The opinion showed up today on NKO, though it still isn't available on NMCCA's web site or LEXIS. (For comparison purposes, ACCA's opinion in United States v. Conliffe is also dated on Halloween; it was up on ACCA's web site on All Saints Day.) I have posted Mendoza on CAAFlog's web site here.
Here's the issue in Mendoza: when an appellate court remands a case for a new CA's action because the original action was ambiguous, must the SJA or legal officer prepare a new 1106 advice and must the defense be given an opportunity to present clemency? Not necessarily, rules NMCCA.
The CA's original action in Petty Officer Mendoza's case stated: "only such of the sentence as provides for reduction to the grade of pay grade E-1, confinement for 90 days, is approved and except for the part of the sentence extending to a bad conduct discharge, will be executed." Five months after the CA took that action, NMCCA sua sponte sent the case back for a new action to resolve the ambiguity concerning whether the CA meant to approve the BCD. Two months later, the CA took a new action.
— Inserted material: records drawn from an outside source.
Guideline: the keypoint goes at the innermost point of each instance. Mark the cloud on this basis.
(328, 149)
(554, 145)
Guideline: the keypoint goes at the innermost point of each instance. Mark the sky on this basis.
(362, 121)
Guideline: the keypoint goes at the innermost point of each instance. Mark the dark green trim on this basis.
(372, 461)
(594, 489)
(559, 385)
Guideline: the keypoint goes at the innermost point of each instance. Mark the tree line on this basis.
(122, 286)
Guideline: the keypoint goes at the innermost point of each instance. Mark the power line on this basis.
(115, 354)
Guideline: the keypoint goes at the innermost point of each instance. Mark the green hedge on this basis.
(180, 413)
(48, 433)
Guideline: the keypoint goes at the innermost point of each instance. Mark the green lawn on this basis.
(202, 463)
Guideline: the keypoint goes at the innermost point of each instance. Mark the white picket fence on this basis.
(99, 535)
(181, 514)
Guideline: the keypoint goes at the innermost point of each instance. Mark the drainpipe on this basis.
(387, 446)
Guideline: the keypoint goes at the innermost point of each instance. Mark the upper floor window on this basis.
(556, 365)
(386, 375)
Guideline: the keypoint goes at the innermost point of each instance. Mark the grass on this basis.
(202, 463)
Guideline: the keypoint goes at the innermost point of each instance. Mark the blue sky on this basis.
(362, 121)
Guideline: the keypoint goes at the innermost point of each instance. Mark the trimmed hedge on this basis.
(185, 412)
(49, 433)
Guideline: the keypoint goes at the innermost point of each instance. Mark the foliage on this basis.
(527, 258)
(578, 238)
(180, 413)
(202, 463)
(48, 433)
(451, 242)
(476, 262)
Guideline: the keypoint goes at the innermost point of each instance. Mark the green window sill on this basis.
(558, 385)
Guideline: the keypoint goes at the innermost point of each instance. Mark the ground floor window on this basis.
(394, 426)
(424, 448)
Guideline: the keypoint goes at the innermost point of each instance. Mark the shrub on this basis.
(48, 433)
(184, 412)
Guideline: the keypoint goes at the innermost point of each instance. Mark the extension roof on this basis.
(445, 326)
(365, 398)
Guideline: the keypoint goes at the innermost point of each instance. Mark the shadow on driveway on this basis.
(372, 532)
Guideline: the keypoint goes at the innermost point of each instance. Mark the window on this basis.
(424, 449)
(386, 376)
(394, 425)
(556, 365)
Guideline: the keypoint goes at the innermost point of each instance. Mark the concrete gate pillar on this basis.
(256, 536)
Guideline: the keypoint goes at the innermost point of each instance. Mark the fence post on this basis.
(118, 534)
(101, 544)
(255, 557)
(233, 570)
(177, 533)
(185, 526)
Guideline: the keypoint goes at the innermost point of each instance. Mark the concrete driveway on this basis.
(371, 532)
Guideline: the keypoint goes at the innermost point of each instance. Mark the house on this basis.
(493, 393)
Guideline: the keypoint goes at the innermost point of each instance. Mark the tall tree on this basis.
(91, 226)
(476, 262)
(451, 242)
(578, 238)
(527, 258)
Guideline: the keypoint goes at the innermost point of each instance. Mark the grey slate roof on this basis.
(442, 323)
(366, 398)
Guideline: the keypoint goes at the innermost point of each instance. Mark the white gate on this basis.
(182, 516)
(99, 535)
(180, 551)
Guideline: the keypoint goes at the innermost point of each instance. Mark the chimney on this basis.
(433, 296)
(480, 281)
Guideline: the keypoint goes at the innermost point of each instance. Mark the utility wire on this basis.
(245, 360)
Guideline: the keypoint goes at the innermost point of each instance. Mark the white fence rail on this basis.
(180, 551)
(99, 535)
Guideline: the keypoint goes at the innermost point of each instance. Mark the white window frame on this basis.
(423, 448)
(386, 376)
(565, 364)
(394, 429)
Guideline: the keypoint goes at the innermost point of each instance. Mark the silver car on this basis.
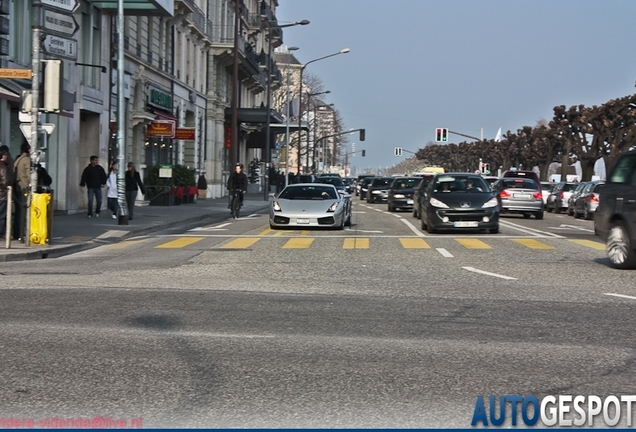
(519, 195)
(304, 205)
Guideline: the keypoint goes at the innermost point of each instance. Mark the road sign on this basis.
(66, 5)
(16, 73)
(60, 23)
(60, 46)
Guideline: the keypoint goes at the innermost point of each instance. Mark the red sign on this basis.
(185, 133)
(161, 128)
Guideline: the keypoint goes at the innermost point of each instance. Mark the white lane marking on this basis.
(445, 253)
(413, 228)
(473, 269)
(620, 295)
(528, 230)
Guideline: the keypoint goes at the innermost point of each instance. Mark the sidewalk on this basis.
(76, 232)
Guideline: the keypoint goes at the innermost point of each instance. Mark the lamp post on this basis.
(287, 116)
(268, 146)
(300, 94)
(309, 95)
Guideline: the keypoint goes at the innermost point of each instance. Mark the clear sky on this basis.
(475, 65)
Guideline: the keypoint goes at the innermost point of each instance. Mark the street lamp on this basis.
(300, 94)
(287, 116)
(268, 145)
(309, 95)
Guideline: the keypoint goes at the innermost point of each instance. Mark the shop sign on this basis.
(161, 128)
(185, 134)
(159, 98)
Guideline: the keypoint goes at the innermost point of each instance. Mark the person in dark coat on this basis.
(94, 178)
(133, 185)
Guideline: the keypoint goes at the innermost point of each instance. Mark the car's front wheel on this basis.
(619, 250)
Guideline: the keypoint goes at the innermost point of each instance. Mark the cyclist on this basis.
(237, 181)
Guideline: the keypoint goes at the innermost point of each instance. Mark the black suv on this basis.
(615, 216)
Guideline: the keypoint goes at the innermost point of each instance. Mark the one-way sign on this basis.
(67, 5)
(60, 23)
(60, 46)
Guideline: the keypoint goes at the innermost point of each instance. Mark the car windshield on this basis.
(460, 184)
(518, 183)
(405, 183)
(308, 193)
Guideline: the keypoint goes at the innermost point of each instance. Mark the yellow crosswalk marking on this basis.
(414, 243)
(355, 243)
(242, 243)
(125, 244)
(533, 244)
(298, 243)
(473, 244)
(589, 243)
(179, 243)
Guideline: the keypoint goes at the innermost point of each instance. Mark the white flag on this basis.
(499, 137)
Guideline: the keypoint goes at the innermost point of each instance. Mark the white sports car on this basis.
(310, 205)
Though NMCCA's opinion doesn't indicate what the CA did in this second action, presumably it made clear that he approved the BCD. When the case returned to the Navy-Marine Corps Court, the appellate defense counsel indicated that he had no issues to present. NMCCA then specified the issue of whether a new 1106 recommendation was required, with service on the accused, before the CA took that action.
NMCCA held:
[W]e decline . . . to establish a per se rule requiring the issuance of a new SJAR/LOR and provision of a new opportunity for the appellant to submit matters in clemency whenever a new convening authority’s action is issued. . . . [W]e conclude that the passage of time and the particular post-trial circumstances of an appellant may in some cases, create a presumption of staleness requiring a new SJAR/LOR and a new opportunity to submit clemency matters.
Mendoza, No. NMCCA 200602353, slip op. at 3.
But here's where things get tricky. NMCCA provides: "The passage of time, standing alone, will not raise a presumption of staleness. To raise the presumption, the appellant must submit some evidence of his changed circumstances and assert what, if any, material he would have provided to the convening authority if given a new opportunity." Id. But, of course, that is an entirely post-hoc standard. Before taking the action, how is an SJA or CA to know whether the accused would or wouldn't submit new matter if the defense is never given an opportunity to do so? After Mendoza, any reasonable SJA advising a CA upon remand will prepare a new 1106 action and serve it on the defense to avoid the case returning for a third CA's action. And surely that is what NMCCA intended -- to make that the default practice while declining to automatically grant relief to an accused if the SJA or legal officer fails to follow that prudent course. Indeed, NMCCA expressly observed:
[W]e also urge staff judge advocates and convening authorities to carefully consider whether the passage of time could have affected the appellant’s circumstances such that a failure to issue a new SJAR/LOR and provide the appellant a new opportunity to present clemency matters would “undermine the purpose of R.C.M. 1106.” [United States v. Lawhorn, No. NMCCA 200600128, slip op. at 12, 2007 CCA LEXIS 195 (N-M. Ct. Crim. App. June 20, 2007).] In such cases, the issuance of a new SJAR/LOR and provision of an opportunity to submit additional clemency matters may be a prudent course of action.
Mendoza, No. NMCCA 200602353, slip op. at 3.
1 comment:
I guess the distinction in my mind is between remanding for a "new" CA action and remanding so the CA can clarify what the old CA action intended. Under the latter scenario, there's no need for additional SJARs and clemency because the purpose of remand is to clarify what the CA meant to do at a defined point in the past based on the old SJAR and old clemency matters.